Thank God things are back to normal this week. Last week was a little messed up. Little Man ended up getting another cold after Little Sprouts birthday party. So not only did I have to worry about us not getting sick, I had to worry about possibly getting Little Sprout and the rest of the friends at the party sick too.
By the time Wednesday rolled around, it was a full blown attack all over again. Thankfully, I had called the doctor the day before and told her that once again he is sick and his superficial cervical, or throat lymph nodes have not decreased in size at all. For the fourth month in a row!
Hubby had a neurology/pain management appointment for his back Wednesday morning. Unfortunately, we had to drive all the way out to Walter Reed Army Medical Center. Unbeknown to us, the President wanted to go south into Springfield that morning. When it normally would have taken us 45 minutes, it took us 1-1/2 hours to reach our destination. We saw cop car after cop car and motorcycle every 500 meters or so on I-95 and I-395.
Thankfully, Little Man was so patient on the way there. I knew enough to stack up on extra snacks, books, and a few trucks in his bag the day before. However, no one told hubby that because he was going to be receiving a local anesthetic prior to the cortisone injection, he wasn't suppose to eat 8 hours prior to his appointment. The doctor at least evaluated his back and even changed some of the pain management plan.
By the time we left the hospital it was lunch time, but I didn't think that LMA was going to make it all the way back home. I was right. He made it just until 1pm (schedule baby), so we stopped by Wendy's on the way in for take out. We were hoping since he had just fallen asleep 10 minutes prior that he wouldn't budge when I placed him in his bed. Wrong! He didn't want anything to do with a nap.
So we tried offering lunch, which he really wasn't interested in either, and when he started pitching a fit, I placed him back into bed.

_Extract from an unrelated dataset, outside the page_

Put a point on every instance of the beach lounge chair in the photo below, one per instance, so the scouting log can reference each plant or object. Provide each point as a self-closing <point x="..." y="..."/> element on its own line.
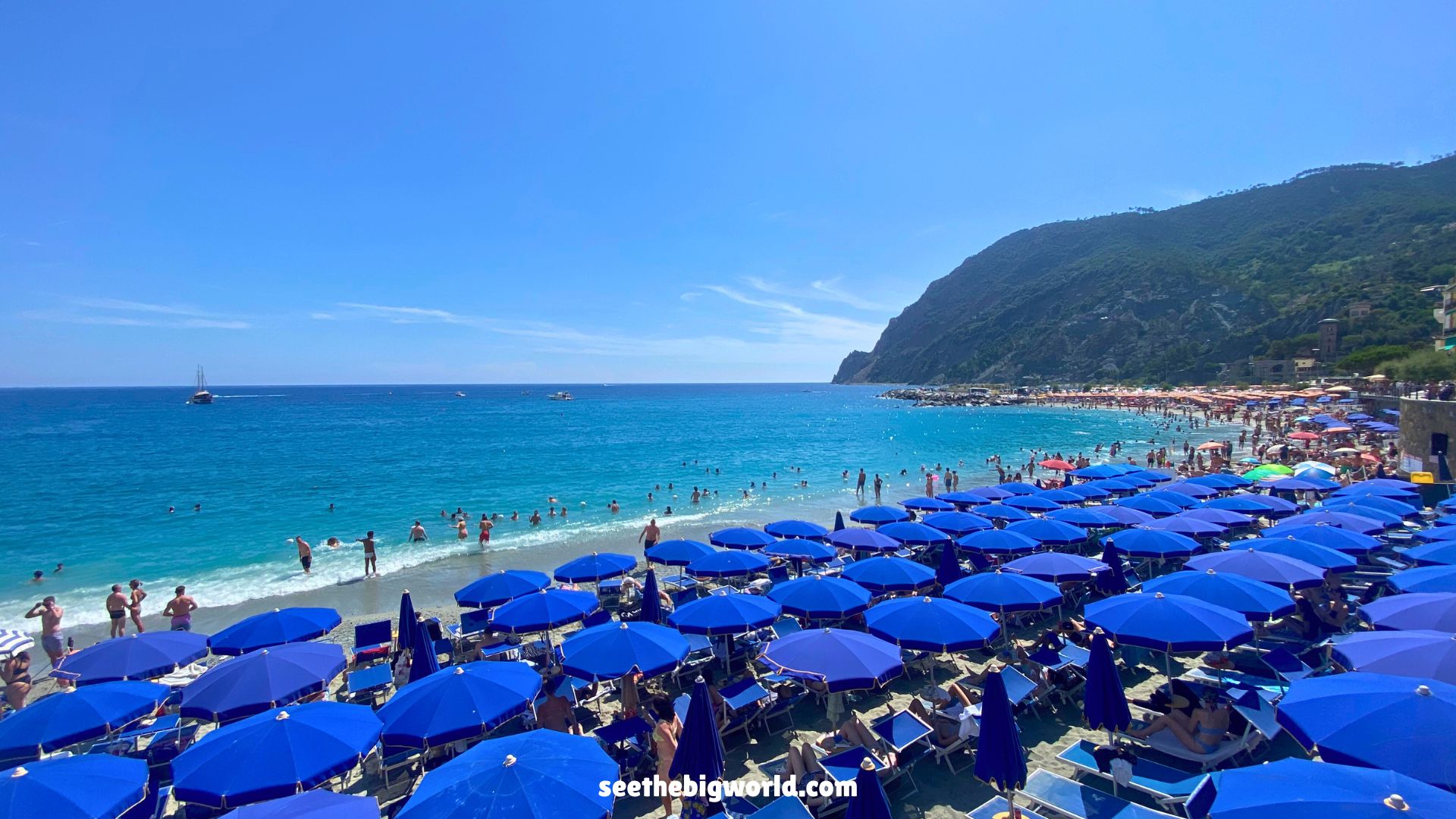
<point x="372" y="642"/>
<point x="1164" y="784"/>
<point x="1076" y="800"/>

For 15 minutes, us going in every 5 minutes or so to wipe his nose and console him, he cried.
Now, I hate listening to my child cry, let alone scream bloody murder, but I knew he was tired. The more he kept crying though the more frustrated I would get. So hubby went him to console him and next thing I know LMA is talking like nothing even happened. I knew we had missed our window of opportunity for a nap. However, I really needed one. While I laid down, LMA and daddy were playing in the leaves outside and to their amazement found spring bulbs already popping up through the ground. That was the highlight of the day. The only one.
We still needed to get LMA checked out by the doctor. Turns out he has a double ear infection! Fan-crap-tastic! Another round of antibiotics please.
When we finally made it back home, we tried our best to keep LMA occupied and moving, but you could tell that 15 minutes of sleep was not going to cut it for him. We tried to lay down with him on our bed while we watched tv, but 10 minutes in he wasn't interested anymore. As soon as I turned off the tv when he walked away he started crying. We thought maybe we should just lay him down in his bed, even if it is just for 20 minutes while we get dinner ready.
I think if LMA's beloved friend, Paci, was still around this would not have been a problem at all. Since it's not though, it didn't work. I still gave him 5 minutes or so just to see if he would settle down, but no go. When I went in to get him, I tried to be extremely cheerful. "Mommy and Daddy are going to have dinner. Would you like to join us?" "Yeah!"
But when I walked away without Jeffrey, he started to cry all over again. Then he started with "Bugga!" So when I walked into the bathroom to get a tissue, I was slapped in the face. I was so furious and totally done at this point, I walked back into his room, threw him back in his crib, and yelled, "You do not hit your mother!" and stormed out of there.
I took a time out myself, came back and apologized, while LMA was apologizing as well through tears. But that didn't stop the crying. For 45 more minutes he continued to cry, even though daddy was holding him and walking around with him. He had gotten so wound up, he couldn't calm down. My head was about ready to explode. See, this is when hubby and I make a great team. It always seems as though when the other one is flustered, the other one is calm.
Unfortunately, I was missing a small piece of the puzzle that daddy finally figured out. His ears were killing him. Because he was crying so hard, he was snorting through his nose, and practically hyperventilating. Every time he snorted, it would hurt his ears and make it even worse. And here I was thinking, he was crying every time he looked at me. Like he was still upset at me and couldn't stand the sight of me.
We gave him some motrin and decided we just needed to change things completely. By now it was 6:45pm. LMA didn't eat lunch, had been snacking all day long, and now was about to miss dinner. We sat down and offered applesauce which would hopefully help, and it did.
By the end of the day, we were so exhausted. I have to admit, when we have days like this, which with this kid really are few and far between, I wonder what the hell was I doing becoming a mother? Am I really a good mother or do I have no business what so ever being one? What would ever happen if we brought another one into our family? Would I kill myself before they turned 5 years old? But then, I realize, tomorrow is another day. And more than likely, it WILL be better. It has to.